What's Fair and What's Business as Usual
At the heart of the dispute, however, is not what is legal under the law but what's fair to employees who made plans based upon promises that IBM made to their employees. Common wisdom credits the leadership of former CEO and Chairman Lou Gerstner in the turnaround of IBM's fortunes during the 1990s.
However, during that period, great numbers of IBM employees left the organization, and IBM was faced with a daunting challenge: save the sinking ship or save the crew on board. IBM went through a number of reorganizations designed to winnow out which positions within the corporation would be saved and which positions would be eliminated. For those who were faced with "early retirement," part of their decision whether to stay or go included the benefits they had accrued. When IBM subsequently changed the value of those benefits, many IBMers who chose to stay felt betrayed.
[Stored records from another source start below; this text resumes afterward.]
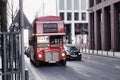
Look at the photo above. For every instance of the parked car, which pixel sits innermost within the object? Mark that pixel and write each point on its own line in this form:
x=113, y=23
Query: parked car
x=72, y=52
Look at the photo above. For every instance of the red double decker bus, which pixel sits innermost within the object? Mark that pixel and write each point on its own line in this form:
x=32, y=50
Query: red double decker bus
x=47, y=41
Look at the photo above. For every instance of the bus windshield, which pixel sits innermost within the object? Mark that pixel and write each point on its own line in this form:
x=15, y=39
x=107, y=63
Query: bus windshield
x=42, y=41
x=56, y=40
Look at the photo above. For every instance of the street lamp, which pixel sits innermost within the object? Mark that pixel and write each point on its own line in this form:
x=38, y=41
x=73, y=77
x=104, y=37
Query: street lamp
x=21, y=23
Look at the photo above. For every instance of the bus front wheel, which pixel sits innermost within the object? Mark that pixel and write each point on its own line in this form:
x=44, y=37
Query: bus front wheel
x=63, y=62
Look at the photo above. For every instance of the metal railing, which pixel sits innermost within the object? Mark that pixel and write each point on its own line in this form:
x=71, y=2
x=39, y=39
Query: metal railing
x=84, y=48
x=10, y=56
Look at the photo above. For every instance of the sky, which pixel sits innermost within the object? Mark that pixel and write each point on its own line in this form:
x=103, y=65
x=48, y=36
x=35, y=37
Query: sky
x=35, y=7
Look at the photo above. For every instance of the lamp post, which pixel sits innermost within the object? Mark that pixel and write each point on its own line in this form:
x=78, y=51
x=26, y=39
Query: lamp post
x=22, y=39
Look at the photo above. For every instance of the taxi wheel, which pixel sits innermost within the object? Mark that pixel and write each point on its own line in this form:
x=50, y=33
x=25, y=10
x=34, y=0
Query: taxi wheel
x=63, y=62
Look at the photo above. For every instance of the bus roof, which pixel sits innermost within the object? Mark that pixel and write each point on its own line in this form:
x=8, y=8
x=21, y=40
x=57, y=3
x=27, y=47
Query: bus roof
x=48, y=18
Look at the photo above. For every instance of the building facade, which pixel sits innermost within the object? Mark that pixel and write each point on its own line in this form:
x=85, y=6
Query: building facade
x=104, y=24
x=75, y=16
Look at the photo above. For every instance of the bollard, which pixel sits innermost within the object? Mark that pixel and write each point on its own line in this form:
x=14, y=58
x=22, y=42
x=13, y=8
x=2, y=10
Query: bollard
x=26, y=74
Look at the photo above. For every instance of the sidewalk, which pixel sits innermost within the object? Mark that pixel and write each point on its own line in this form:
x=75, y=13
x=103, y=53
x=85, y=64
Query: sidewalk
x=101, y=53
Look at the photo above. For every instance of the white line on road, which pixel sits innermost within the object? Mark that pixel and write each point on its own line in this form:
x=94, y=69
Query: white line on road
x=34, y=71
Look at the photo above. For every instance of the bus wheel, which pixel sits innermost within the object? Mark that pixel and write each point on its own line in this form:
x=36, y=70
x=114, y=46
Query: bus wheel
x=63, y=62
x=37, y=64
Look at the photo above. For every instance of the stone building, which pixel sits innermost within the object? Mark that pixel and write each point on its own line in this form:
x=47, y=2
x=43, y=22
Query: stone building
x=104, y=24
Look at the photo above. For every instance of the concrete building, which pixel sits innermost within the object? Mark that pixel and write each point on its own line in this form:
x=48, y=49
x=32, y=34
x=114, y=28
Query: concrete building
x=104, y=24
x=75, y=16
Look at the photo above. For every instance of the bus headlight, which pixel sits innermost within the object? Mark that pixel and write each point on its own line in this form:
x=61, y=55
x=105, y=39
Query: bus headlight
x=63, y=54
x=39, y=55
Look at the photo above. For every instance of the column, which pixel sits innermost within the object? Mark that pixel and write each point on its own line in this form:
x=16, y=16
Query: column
x=114, y=21
x=103, y=29
x=73, y=33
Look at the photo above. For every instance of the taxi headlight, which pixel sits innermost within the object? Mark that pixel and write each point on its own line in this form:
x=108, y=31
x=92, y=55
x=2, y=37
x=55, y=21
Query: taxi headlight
x=39, y=55
x=63, y=54
x=79, y=53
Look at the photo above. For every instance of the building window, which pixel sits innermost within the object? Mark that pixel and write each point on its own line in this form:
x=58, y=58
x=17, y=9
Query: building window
x=69, y=4
x=61, y=4
x=83, y=16
x=83, y=4
x=76, y=4
x=69, y=16
x=76, y=16
x=62, y=15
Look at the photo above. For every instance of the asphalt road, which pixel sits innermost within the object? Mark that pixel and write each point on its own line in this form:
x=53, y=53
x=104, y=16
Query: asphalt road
x=93, y=68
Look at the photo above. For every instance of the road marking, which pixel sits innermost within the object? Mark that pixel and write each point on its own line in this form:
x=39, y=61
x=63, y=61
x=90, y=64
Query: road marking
x=83, y=73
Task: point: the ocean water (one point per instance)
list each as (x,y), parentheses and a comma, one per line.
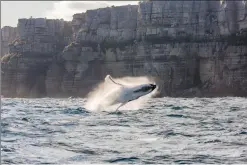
(166,130)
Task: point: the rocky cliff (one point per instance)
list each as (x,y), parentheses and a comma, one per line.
(192,48)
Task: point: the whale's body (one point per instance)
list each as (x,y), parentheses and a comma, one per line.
(126,94)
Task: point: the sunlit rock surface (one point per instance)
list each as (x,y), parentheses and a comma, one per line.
(192,48)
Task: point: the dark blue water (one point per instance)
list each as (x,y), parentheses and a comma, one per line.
(167,130)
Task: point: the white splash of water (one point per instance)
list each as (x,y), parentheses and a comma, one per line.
(105,93)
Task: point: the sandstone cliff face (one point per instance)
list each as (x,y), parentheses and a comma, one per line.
(193,48)
(9,34)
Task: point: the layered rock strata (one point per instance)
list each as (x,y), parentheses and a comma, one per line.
(192,48)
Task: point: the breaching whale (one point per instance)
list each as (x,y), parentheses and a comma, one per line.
(129,93)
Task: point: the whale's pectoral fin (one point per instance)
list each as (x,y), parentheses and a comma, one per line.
(110,78)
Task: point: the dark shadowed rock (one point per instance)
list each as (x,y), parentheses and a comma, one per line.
(192,48)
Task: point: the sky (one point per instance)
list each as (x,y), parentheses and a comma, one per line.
(11,11)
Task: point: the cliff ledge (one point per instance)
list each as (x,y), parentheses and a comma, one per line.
(192,48)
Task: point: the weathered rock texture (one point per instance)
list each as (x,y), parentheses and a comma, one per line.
(193,48)
(9,34)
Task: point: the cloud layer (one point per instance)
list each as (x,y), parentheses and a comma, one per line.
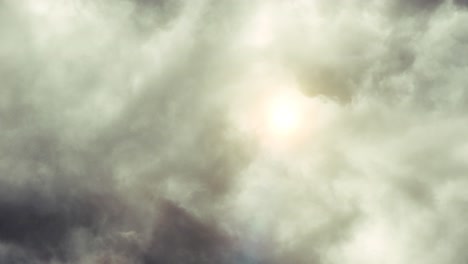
(124,136)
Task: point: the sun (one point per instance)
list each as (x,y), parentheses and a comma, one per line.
(283,117)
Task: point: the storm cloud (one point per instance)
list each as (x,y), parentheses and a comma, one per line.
(130,132)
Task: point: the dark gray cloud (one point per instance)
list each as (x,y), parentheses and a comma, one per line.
(119,141)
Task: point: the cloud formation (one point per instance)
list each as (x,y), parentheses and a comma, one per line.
(124,136)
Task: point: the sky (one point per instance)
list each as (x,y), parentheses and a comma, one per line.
(233,131)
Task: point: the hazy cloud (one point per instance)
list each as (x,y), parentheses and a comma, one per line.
(124,140)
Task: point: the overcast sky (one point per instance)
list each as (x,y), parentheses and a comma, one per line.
(233,131)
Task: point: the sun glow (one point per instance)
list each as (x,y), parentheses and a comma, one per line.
(283,117)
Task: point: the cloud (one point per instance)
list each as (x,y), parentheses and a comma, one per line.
(120,141)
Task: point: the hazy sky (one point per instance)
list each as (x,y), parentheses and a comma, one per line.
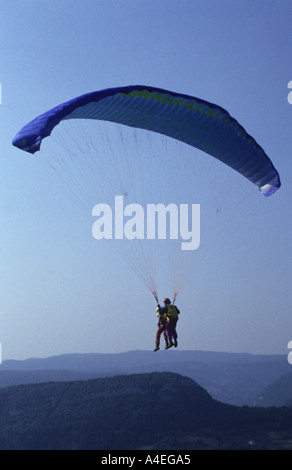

In addition, while the Chairman/CEO's fortunes--along with other IBM executives'--were raised in proportion to the corporation's stock recovery, IBM employees and line managers suddenly saw their retirement pensions recast as "cash assets" on the company's books. Documents released during the trial showed that some of the assets of the employee pension fund were actually reassigned to fund a separate executive pension plan.
IBM's current leadership, under Sam Palmisano, has attempted to change this executive culture. Palmisano recently cut the executive committees within IBM and has asked the corporation's board to reallocate his potential multi-million dollar bonus to be divided among the working team of executives that he has assembled. His goal is to re-invigorate the sense of teamwork that once typified IBM.
But for former IBM employees who have retired or left the company, the new spirit within IBM is not about "business as usual" today but what was promised to them in the past and what is fair and right.